Analysis of Clinical and Laboratory Findings of Idiopathic Sudden Sensorineural Hearing Loss.

机构信息

Department of Otolaryngology, Head and Neck Surgery, the Second Affiliated Hospital of Nanchang University, Nanchang, China.

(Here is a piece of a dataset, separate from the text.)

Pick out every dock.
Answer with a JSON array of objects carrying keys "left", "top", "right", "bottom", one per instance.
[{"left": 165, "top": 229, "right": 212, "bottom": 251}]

Department of Otolaryngology, Head and Neck Surgery, Karolinska University Hospital, Karolinska Institute, Stockholm, Sweden.

出版信息

Sci Rep. 2020 Apr 8;10(1):6057. doi: 10.1038/s41598-020-63046-z.

Abstract

Idiopathic sudden sensorineural hearing loss (ISSNHL) is an emergency disease requiring immediate diagnosis and treatment. The incidence of ISSNHL in the Western countries' population was estimated to 5-20 per 100,000 inhabitants. The etiology of ISSNHL remains unknown. Its pathogenesis is most often suggested to be due to a disturbed microcirculation and infection. Previous studies have reported that comorbidities, including hypertension, diabetes mellitus (DM), and hyperfibrinogenemia are risk factors of ISSNHL. This study aimed at investigating the clinical characteristics, laboratory parameters and comorbidities of patients with ISSNHL. Our study suggests that the annual incidence of ISSNHL in China mainland is 19 per 100 000. The clinical characteristics and prevalence of comorbidities of ISSNHL patients are different according to age distribution and hearing results. Moreover, the patients with vertigo, hypertension, DM and high TG suffered more often from severe hearing loss compared with the counterparts. This indicates that the cardiovascular and metabolic diseases (hypertension and hyperlipidemia) appeared to be closely associated with the occurrence and severity of ISSNHL.

摘要

特发性突发性聋(ISSNHL)是一种需要立即诊断和治疗的急症。据估计,西方国家人群中 ISSNHL 的发病率为每 10 万人中有 5-20 人。 ISSNHL 的病因仍然未知。其发病机制通常被认为是由于微循环紊乱和感染引起的。先前的研究报告称,高血压、糖尿病(DM)和高纤维蛋白原血症等合并症是 ISSNHL 的危险因素。本研究旨在探讨 ISSNHL 患者的临床特征、实验室参数和合并症。我们的研究表明,中国大陆 ISSNHL 的年发病率为每 10 万人中有 19 人。根据年龄分布和听力结果, ISSNHL 患者的临床特征和合并症的患病率不同。此外,与对照组相比,有眩晕、高血压、DM 和高 TG 的患者更常患有严重听力损失。这表明心血管和代谢疾病(高血压和高脂血症)似乎与 ISSNHL 的发生和严重程度密切相关。